If you are using local console instead of Cloud Shell, you can access the ML pipeline UI at localhost:8080/pipeline.
See the following authoring guide on how to compile your python pipeline code into workflow tar file. Then, follow README.md to deploy your first TFJob pipeline.
To uninstall ML pipeline, download the bootstrapper file and change the arguments to the deployment job.
For example, download bootstrapper
PIPELINE_VERSION=0.0.26
curl https://storage.googleapis.com/ml-pipeline/release/$PIPELINE_VERSION/bootstrapper.yaml --output bootstrapper.yaml
and then update argument in the file
args: [
...
# uncomment following line
"--uninstall",
...
]
then create job using the updated YAML by running kubectl create -f bootstrapper.yaml
For more details, see README.md.
-
Create a python3 environment.
-
Install a version of pipeline SDK:
pip install https://storage.googleapis.com/ml-pipeline/release/0.0.26/kfp-0.0.26.tar.gz --upgrade
Note: if you prefer adding "--user" in installation of dsl-compiler, please also run "export PATH=~/.local/bin:$PATH".
After successful installation the command "dsl-compile" should be added to your PATH.
The pipelines are written in Python, but they must be compiled to an intermediate representation before submitting to the Pipeline system.
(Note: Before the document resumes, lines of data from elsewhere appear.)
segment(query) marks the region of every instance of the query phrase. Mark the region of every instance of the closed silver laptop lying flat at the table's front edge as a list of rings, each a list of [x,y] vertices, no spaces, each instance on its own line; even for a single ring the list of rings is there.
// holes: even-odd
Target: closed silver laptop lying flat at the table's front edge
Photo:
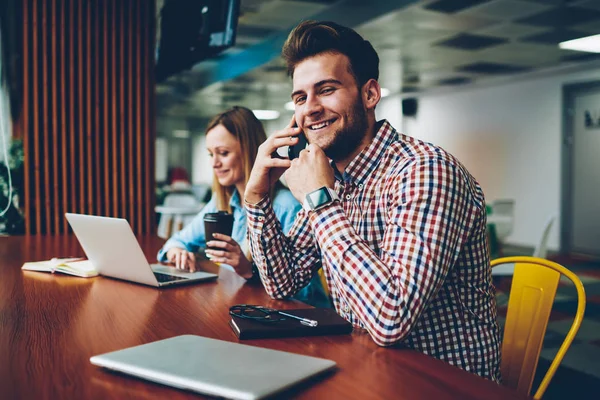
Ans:
[[[228,399],[261,399],[331,370],[335,362],[183,335],[90,358],[94,365]]]

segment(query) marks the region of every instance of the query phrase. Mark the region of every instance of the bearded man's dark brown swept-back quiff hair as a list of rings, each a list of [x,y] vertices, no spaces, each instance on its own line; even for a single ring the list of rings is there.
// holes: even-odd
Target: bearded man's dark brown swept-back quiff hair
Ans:
[[[321,53],[340,53],[348,57],[348,71],[359,88],[369,79],[379,79],[379,56],[371,43],[353,29],[335,22],[301,22],[290,32],[281,51],[292,77],[300,62]]]

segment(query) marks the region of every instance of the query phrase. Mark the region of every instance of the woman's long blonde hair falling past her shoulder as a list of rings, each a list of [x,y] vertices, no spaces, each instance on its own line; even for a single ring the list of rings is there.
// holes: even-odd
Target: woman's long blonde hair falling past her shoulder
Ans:
[[[244,181],[248,182],[250,171],[252,171],[258,153],[258,146],[267,140],[265,129],[252,111],[238,106],[216,115],[208,123],[206,132],[208,133],[217,125],[223,125],[240,142],[242,154],[240,162],[244,171]],[[216,176],[213,177],[213,194],[216,197],[219,210],[232,212],[229,201],[234,190],[234,186],[222,186]],[[244,193],[240,193],[240,196],[243,195]]]

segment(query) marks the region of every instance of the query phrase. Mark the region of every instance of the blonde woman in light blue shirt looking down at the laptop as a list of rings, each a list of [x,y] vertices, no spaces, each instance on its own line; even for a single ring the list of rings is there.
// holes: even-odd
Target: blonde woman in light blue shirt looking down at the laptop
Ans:
[[[246,244],[246,211],[240,194],[246,190],[258,147],[265,140],[262,124],[252,111],[244,107],[233,107],[209,122],[206,147],[214,172],[213,196],[190,224],[165,243],[158,253],[159,261],[194,270],[194,253],[210,245],[215,249],[206,249],[205,252],[213,261],[231,266],[246,279],[254,276],[256,270],[252,267]],[[301,205],[281,184],[276,185],[270,198],[282,230],[289,231]],[[219,240],[207,244],[204,215],[217,211],[233,214],[233,232],[231,236],[215,234]],[[330,306],[317,274],[294,298],[312,305]]]

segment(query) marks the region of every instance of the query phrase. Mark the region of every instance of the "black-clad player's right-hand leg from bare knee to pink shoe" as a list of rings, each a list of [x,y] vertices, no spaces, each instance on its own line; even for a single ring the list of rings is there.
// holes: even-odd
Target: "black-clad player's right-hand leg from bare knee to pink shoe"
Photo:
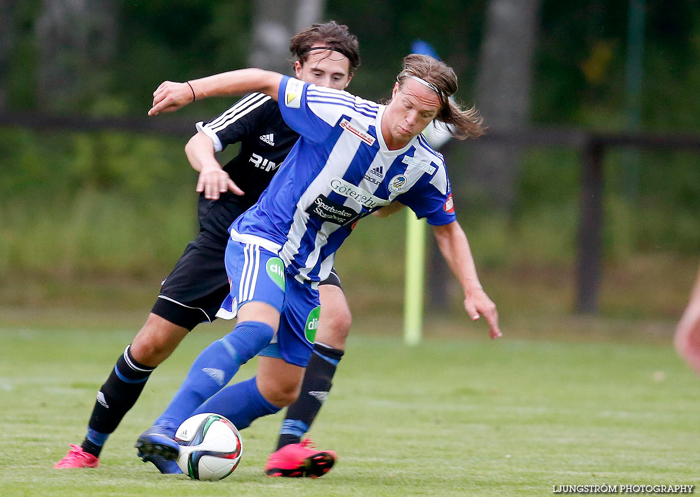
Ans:
[[[314,352],[307,365],[299,399],[287,409],[277,450],[265,465],[269,476],[318,477],[335,463],[333,451],[314,449],[311,440],[302,436],[316,418],[328,398],[337,363],[345,350],[352,317],[340,286],[318,286],[321,314],[314,343]]]

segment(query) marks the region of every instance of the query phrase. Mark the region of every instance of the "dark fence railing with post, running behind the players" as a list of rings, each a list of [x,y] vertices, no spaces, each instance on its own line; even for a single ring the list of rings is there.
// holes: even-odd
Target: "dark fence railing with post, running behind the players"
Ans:
[[[55,116],[32,112],[0,113],[2,127],[29,127],[45,131],[117,130],[190,137],[193,119],[181,116],[159,118],[92,118]],[[689,150],[700,152],[700,135],[632,134],[601,132],[561,127],[532,127],[517,131],[489,130],[480,141],[503,146],[552,146],[570,148],[580,154],[581,190],[577,238],[577,290],[574,309],[594,312],[598,309],[603,255],[603,160],[612,148],[647,150]]]

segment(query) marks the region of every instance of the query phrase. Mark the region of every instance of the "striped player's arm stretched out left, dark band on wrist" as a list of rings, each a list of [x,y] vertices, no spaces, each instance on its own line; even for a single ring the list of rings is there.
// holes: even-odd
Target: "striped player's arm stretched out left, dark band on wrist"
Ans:
[[[195,100],[208,97],[263,92],[276,100],[281,80],[280,73],[252,67],[193,79],[186,83],[164,81],[153,92],[153,107],[148,111],[148,116],[174,112]]]

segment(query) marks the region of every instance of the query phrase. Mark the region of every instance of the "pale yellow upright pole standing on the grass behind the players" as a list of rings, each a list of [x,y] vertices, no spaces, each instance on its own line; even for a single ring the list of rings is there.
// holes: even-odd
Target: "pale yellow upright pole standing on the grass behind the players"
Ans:
[[[426,220],[406,209],[406,269],[403,302],[403,341],[417,345],[423,334],[423,281],[425,280]]]

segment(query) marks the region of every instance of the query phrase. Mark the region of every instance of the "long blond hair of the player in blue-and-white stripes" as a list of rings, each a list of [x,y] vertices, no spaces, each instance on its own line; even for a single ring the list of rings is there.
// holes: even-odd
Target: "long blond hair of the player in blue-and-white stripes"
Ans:
[[[449,98],[457,91],[457,76],[450,66],[428,55],[412,53],[403,58],[403,69],[396,77],[399,87],[410,76],[426,81],[435,90],[442,104],[435,119],[451,125],[448,129],[453,137],[463,140],[484,134],[484,120],[477,108],[463,109]]]

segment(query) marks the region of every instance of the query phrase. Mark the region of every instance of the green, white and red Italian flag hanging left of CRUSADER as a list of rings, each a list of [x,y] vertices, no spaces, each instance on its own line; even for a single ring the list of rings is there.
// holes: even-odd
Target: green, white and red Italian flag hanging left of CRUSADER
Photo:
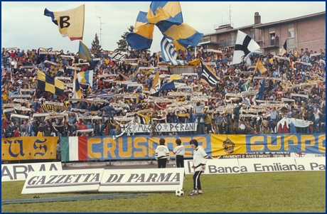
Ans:
[[[61,161],[87,161],[87,137],[61,137]]]

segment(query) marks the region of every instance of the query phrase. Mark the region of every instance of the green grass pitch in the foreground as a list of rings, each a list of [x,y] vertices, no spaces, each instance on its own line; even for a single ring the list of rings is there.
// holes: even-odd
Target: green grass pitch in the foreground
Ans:
[[[1,199],[33,198],[21,195],[24,181],[2,182]],[[203,195],[187,196],[193,178],[186,175],[184,193],[149,193],[139,198],[1,205],[5,213],[326,213],[326,172],[240,173],[201,175]],[[94,195],[95,193],[90,193]],[[100,194],[100,193],[99,193]],[[103,194],[103,193],[101,193]],[[108,193],[110,194],[110,193]],[[81,193],[40,194],[40,198],[81,196]]]

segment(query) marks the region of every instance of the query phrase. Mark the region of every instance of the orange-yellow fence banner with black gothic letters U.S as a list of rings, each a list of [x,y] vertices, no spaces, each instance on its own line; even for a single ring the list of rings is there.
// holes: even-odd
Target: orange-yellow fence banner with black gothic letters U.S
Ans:
[[[14,137],[1,139],[1,160],[55,159],[58,137]]]

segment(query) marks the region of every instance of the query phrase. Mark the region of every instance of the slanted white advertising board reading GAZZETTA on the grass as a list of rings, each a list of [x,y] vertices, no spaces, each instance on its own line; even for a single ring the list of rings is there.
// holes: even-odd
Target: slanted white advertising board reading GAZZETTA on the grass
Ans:
[[[30,172],[22,194],[98,191],[104,168]]]

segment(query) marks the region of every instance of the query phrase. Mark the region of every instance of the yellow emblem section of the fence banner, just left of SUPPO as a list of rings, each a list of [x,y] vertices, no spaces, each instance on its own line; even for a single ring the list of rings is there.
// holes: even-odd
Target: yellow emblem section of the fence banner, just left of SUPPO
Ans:
[[[247,152],[245,134],[212,134],[212,156],[243,154]]]

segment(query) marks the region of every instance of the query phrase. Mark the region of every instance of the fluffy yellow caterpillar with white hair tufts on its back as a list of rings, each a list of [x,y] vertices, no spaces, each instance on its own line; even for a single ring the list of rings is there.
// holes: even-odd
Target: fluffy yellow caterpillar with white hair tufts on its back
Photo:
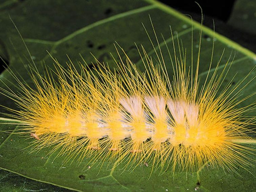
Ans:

The sample pipelines have a self-compilation entry point. To compile the sample pipelines just run them:
path/sample_pipeline.py
This produces the some_pipeline.py.tar.gz file that can be submitted to the Pipeline system web UI.
Another way to compile a pipeline is to run the DSL compiler against it:
dsl-compile --py [path/to/py/file] --output [path/to/output/tar.gz]
For example:
cd $EXTRACTED_DIRECTORY
dsl-compile --py ./samples/basic/sequential.py --output ./samples/basic/sequential.tar.gz
Upload the generated tar file through the ML pipeline UI.